3. “Độ trễ cao là vấn đề nghiêm trọng đối với ứng dụng giao dịch thời gian thực — người dùng không thể chờ hơn 100ms.”

Your answer: ___________________________________________

See Answers

1. “Our system can recover automatically when a node goes down because we designed it to be fault-tolerant.”

(Also natural: “Because we built fault tolerance into the architecture, the system continues operating even when individual nodes fail.”)

2. “Because this endpoint is idempotent, the client can safely retry the request without worrying about creating duplicate records in the database.”

3. “High latency is a serious problem for real-time transaction applications — users cannot wait more than 100 milliseconds.”

(Also natural: “For real-time trading systems, high latency is unacceptable — every millisecond counts.”)


Idiom of the Day

”single point of failure”

Vietnamese: điểm hỏng duy nhất — nếu nó hỏng, cả hệ thống sập

Literal meaning (architecture): A component in a system that, if it stops working, brings down the entire system. Good architecture eliminates single points of failure through redundancy and replication.

Metaphorical meaning (people & teams): One person or process that everything else depends on. If that person leaves, gets sick, or is unavailable, the whole workflow breaks.


Usage Examples

  1. Technical context: “The primary database with no replica was a single point of failure — the night it went down, the entire platform was offline for six hours.”

  2. Team/human context: “Jake is the only one who knows how to deploy to production. He’s a single point of failure for the whole release process — we need to document that and cross-train someone else.”


How to use it naturally:

  • “We need to eliminate this single point of failure before launch.”
  • “Don’t let any one person become a single point of failure on your team.”
  • “The load balancer itself became a single point of failure — ironic, given its purpose.”

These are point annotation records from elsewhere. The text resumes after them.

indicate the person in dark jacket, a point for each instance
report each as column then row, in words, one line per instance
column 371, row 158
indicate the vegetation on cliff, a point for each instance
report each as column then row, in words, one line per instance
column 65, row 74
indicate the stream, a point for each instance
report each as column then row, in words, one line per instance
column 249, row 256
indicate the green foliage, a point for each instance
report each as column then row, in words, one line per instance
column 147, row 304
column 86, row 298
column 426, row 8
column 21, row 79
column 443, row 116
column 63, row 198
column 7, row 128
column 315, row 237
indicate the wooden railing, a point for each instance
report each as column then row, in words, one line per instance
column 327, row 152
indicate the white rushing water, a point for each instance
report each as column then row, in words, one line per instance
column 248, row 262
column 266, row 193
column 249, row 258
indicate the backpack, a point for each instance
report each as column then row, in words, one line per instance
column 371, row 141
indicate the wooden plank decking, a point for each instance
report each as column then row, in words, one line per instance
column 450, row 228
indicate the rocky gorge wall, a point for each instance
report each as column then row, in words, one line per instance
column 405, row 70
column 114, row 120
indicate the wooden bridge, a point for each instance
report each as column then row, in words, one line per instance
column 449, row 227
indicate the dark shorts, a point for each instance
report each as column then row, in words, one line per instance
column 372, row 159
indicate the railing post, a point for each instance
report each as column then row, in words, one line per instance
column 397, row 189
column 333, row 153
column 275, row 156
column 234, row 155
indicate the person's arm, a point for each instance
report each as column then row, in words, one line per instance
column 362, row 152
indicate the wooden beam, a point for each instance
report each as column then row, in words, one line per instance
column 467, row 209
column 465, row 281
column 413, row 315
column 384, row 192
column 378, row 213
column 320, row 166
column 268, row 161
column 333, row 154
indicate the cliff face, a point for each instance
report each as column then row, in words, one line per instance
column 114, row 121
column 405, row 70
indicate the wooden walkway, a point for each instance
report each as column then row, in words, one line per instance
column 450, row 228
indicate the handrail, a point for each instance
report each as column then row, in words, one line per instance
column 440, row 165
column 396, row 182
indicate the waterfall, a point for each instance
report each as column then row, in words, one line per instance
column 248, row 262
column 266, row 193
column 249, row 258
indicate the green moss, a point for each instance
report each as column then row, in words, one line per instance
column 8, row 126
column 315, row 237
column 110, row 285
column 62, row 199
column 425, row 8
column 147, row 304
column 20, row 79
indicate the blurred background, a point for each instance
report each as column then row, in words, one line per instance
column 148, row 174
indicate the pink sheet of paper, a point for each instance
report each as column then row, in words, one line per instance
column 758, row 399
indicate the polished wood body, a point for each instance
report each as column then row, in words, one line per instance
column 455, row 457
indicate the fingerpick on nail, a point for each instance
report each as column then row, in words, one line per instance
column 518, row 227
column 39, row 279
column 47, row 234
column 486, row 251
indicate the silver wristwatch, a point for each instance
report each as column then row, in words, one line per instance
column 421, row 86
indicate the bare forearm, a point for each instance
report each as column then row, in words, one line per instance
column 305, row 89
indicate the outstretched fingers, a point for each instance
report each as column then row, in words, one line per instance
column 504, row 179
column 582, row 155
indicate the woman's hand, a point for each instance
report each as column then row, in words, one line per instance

Build your architecture English vocabulary by watching engineers explain real systems in English:

1. System Design Interview — Alex Xu (YouTube) Search: “System Design Interview channel YouTube” Why: Real interview conversations using terms like idempotent, consistency, throughput, and CAP theorem. You hear how experienced engineers actually speak about these concepts — not textbook English.

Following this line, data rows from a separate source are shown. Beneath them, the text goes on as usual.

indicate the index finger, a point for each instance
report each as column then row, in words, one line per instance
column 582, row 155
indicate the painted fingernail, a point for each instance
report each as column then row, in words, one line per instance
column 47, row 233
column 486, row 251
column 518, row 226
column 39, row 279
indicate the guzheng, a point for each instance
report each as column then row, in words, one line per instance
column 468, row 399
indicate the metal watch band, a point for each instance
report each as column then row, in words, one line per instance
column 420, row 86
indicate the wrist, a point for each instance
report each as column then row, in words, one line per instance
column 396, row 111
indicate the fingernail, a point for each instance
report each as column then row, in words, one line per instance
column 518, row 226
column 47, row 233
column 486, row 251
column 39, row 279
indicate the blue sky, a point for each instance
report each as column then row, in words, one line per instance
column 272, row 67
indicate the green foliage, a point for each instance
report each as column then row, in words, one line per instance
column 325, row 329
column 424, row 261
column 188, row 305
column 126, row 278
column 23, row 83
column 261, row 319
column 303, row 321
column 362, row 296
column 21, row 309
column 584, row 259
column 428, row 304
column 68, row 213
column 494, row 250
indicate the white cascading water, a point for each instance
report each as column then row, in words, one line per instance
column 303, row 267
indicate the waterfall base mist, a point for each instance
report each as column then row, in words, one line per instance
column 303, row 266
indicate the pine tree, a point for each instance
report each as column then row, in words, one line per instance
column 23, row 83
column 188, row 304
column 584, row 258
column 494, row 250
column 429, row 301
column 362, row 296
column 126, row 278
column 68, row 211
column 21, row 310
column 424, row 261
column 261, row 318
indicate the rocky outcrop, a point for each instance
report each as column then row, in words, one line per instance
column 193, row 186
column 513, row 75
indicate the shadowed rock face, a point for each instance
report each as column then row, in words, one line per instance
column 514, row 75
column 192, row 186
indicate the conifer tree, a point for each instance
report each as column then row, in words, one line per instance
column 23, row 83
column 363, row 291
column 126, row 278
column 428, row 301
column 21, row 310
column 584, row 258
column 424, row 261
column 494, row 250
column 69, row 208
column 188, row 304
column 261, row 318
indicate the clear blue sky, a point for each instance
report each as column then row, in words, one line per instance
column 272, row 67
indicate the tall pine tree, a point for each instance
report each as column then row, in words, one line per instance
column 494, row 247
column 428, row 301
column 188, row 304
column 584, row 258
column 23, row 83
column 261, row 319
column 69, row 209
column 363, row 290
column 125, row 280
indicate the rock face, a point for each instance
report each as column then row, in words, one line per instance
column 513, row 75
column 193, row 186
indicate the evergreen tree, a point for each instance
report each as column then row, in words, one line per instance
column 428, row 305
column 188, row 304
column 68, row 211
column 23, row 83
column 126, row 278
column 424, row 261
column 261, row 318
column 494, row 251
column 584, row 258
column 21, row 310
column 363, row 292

2. TechWorld with Nana Search: “TechWorld with Nana Kubernetes” Why: Nana explains Kubernetes, Docker, and microservices with clear, slow, precise English. Great for following along because her vocabulary is technical but her delivery is accessible. Watch with subtitles first, then without.

3. ByteByteGo (YouTube + Newsletter) Search: “ByteByteGo system design” Why: Short animated videos (under 5 minutes) that diagram complex concepts — rate limiting, idempotency, load balancing — while a narrator explains each piece. The narration script is clean, formal English you can copy directly into your own writing.


Morning Challenge

Time required: 5 minutes

Open your most recent pull request description (or the last Jira ticket you wrote). Read through it once.

Now rewrite just the summary paragraph using at least three of today’s words: idempotent, latency, and fault-tolerant.

If none of the words apply naturally to your current PR — write one sentence for each word describing a hypothetical improvement you could make to the system you are working on right now.

Example output:

“This PR makes the order-confirmation webhook handler idempotent so retries from the payment gateway don’t create duplicate records. It also reduces response latency by moving the email dispatch to a background queue. The updated architecture is more fault-tolerant because the webhook can now succeed even if the email service is temporarily down.”

Post your rewritten paragraph in a comment on the PR itself. Writing for a real audience, in a real place, is what makes vocabulary stick.


Good morning. One word, used precisely, is worth ten used vaguely. Make idempotent yours today.